The company expanded to Canada and Europe. Uber Freight also established a headquarters in Chicago as part of its parent company’s broader plan to invest more than $200 million annually in the region, including hiring hundreds of workers. Uber said in September 2019 it would hire 2,000 new employees in the region over the next three years; most would be dedicated to Uber Freight.

Freight provided $302 million in gross bookings of Uber’s overall revenue of $19.5 billion in gross bookings in the three months ending March 31.

Uber sold a stake in the freight business last year when an investor group led by New York-based investment firm Greenbriar Equity Group committed to invest $500 million in a Series A preferred stock financing for the business. The deal valued the unit at $3.3 billion on a post-money basis.

Uber maintained majority ownership in Uber Freight and used the funds gained from Greenbriar to continue to scale its logistics platform, which helps truck drivers connect with shipping companies.

Uber services came under the weight of pandemic-induced restrictions that paralyzed movement, plummeting its revenue.

The San-Francisco-based ridesharing company hopes the new acquisition will accelerate its push for expansion to new territories.
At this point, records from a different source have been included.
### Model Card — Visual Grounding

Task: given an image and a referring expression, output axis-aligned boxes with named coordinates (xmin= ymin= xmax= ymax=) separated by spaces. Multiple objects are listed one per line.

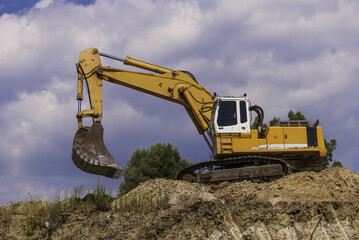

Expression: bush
xmin=119 ymin=143 xmax=190 ymax=195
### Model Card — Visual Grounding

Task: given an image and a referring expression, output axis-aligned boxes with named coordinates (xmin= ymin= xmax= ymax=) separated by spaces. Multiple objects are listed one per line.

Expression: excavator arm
xmin=72 ymin=48 xmax=213 ymax=179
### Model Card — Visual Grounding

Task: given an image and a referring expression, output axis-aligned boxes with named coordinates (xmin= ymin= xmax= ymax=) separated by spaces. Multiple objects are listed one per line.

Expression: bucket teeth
xmin=72 ymin=122 xmax=125 ymax=179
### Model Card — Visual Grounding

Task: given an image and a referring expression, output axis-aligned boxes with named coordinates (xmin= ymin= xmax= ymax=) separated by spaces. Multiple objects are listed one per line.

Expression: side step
xmin=72 ymin=122 xmax=125 ymax=179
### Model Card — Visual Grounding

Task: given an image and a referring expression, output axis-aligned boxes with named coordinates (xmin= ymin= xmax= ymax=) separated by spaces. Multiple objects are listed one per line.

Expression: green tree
xmin=119 ymin=143 xmax=191 ymax=195
xmin=288 ymin=110 xmax=307 ymax=120
xmin=269 ymin=117 xmax=280 ymax=126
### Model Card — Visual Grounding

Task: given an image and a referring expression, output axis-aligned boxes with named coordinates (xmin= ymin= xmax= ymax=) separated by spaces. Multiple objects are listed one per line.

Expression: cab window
xmin=239 ymin=101 xmax=248 ymax=123
xmin=217 ymin=101 xmax=237 ymax=127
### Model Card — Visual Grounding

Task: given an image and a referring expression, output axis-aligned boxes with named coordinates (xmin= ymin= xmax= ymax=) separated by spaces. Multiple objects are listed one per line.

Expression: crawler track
xmin=177 ymin=156 xmax=290 ymax=183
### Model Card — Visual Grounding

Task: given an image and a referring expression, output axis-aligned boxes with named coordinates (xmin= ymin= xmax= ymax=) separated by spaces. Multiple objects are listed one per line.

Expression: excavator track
xmin=177 ymin=156 xmax=290 ymax=183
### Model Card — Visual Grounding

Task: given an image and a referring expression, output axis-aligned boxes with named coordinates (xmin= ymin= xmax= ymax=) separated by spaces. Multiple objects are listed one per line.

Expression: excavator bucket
xmin=72 ymin=122 xmax=125 ymax=179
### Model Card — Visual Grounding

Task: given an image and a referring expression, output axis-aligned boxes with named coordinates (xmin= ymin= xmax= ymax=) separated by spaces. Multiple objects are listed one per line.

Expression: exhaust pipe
xmin=72 ymin=122 xmax=125 ymax=179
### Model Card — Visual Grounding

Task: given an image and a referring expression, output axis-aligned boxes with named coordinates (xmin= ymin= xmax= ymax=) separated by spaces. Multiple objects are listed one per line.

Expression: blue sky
xmin=0 ymin=0 xmax=359 ymax=204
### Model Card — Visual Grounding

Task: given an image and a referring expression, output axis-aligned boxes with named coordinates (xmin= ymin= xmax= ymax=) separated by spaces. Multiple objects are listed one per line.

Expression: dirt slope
xmin=0 ymin=168 xmax=359 ymax=239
But it faces strong competition from traditional middlemen that match freight loads to available trucks and from a lineup of tech-focused startups including Convoy and Transfix Inc.

Uber Freight head Lior Ron said in a statement the combination with Transplace would yield operational excellence.

“This is a significant step forward, not just for Uber Freight but for the entire logistics ecosystem. This is an opportunity to bring together complementary best-in-class technology solutions and operational excellence from two premier companies to create an industry-first shipper-to-carrier platform that will transform shippers’ entire supply chains, delivering operational resilience and reducing costs at a time when it matters most.”